Word frequency analysis


29 Jan 2010

In the previous update, I wrote about an analysis of single characters in Chinese text. I have now updated my program to analyse words instead of individual characters by searching the open source Chinese-English dictionary, CC-CEDICT, and checking whether combinations of characters form words. This slows program significantly and leads to a problem with names, most of which aren’t in the dictionary. However, speed yet isn't too much of an issue and I’ve created a way to output the information, so that once the analyser has been run once, I can save the information. The I can quickly load it in other programs that make use of it. I think I’ll get around the problem of names by having a dictionary of my own that the program checks first. This should also speed up analysis as this dictionary will only contain common words and will be much smaller, thus quicker to search.

I have run the program again, on a slightly larger dataset (just over 50,00 words, but I haven’t counted how many individual characters this represents) as the number of texts I have slowly increases.
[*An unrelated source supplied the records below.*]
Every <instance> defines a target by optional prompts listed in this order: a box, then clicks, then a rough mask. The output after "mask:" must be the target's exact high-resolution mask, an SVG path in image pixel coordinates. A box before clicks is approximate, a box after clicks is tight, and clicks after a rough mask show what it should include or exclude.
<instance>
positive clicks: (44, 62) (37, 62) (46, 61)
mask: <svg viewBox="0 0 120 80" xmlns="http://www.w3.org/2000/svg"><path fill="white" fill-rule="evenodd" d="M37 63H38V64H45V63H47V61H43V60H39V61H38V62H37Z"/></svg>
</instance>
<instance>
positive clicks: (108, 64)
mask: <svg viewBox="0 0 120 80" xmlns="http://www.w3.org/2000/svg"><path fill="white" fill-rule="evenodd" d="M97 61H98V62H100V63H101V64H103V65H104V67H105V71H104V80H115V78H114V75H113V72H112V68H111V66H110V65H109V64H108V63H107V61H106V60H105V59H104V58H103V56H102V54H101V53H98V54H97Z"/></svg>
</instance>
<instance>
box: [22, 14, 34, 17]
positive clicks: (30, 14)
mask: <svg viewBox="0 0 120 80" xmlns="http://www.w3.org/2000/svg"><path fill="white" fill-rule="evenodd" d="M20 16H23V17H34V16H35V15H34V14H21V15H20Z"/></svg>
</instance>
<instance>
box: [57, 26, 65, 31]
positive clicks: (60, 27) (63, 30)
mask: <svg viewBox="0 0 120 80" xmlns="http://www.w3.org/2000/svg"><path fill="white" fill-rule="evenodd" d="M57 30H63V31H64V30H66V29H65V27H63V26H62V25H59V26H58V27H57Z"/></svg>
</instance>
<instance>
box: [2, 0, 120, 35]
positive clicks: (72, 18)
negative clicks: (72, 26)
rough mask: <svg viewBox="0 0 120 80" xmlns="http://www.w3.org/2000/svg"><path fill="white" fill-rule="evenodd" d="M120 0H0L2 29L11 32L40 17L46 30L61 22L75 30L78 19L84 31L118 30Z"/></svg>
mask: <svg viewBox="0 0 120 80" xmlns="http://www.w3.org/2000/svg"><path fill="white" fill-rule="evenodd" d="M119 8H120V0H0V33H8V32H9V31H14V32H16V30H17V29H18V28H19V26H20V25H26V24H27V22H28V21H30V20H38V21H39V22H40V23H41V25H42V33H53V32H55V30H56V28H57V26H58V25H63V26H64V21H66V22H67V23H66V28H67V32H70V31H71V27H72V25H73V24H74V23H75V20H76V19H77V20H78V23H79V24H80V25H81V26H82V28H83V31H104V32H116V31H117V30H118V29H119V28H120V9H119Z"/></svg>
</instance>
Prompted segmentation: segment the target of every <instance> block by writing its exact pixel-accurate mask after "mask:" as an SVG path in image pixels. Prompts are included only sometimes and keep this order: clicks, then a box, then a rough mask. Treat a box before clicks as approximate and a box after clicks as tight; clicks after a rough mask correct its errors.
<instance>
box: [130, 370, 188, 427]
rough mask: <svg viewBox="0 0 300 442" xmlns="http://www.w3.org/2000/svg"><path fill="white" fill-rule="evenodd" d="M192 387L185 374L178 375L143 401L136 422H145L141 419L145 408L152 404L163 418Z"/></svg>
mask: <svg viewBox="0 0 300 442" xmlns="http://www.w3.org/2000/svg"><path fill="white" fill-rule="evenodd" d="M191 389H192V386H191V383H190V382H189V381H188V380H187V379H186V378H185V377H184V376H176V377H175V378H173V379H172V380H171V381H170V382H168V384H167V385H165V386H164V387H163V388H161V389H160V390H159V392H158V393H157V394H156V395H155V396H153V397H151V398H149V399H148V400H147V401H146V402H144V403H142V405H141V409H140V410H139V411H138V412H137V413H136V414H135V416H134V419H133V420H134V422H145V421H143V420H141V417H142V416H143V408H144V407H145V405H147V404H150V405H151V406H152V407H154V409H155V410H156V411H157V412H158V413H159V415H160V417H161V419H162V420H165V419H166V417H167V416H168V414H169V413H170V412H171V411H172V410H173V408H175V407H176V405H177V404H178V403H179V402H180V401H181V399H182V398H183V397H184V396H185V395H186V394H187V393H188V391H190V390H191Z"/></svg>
The analysis doesn’t differ too much from before, only it removes some of the redundancy of, for example, having 什 and 么 separate. It also reduces the frequency of certain words, such as 我 and 的, as 我的, 我们 and 他的 are counted as separate words. I think the main benefit will come when I add word types (noun, verb, adjective etc.).

This is a screenshot of the app with 发现 selected. In the lists you can see various other compound words, such as 不知道. You can also see that I’ve added the pinyin and meaning of the selected word, although I need to tidy up how this is displayed. I’d also like to add a search bar, so you can find specific words (it took me a while to find 发现). I’ve tried to add a better font (cyberbit.ttf), but for some reason, it has only replaced some characters (characters for which there is an alternative traditional character, I think). In fact, the same happens regardless of the font I used in Tkinter. Something to sort out later. I have at least sorted the problem in Pygame, but more on that later.

Word analyser showing the result for faxian

You can see that the app also now contains a Generate button and a box of gibberish. I'll explain the meaning of this in the next update.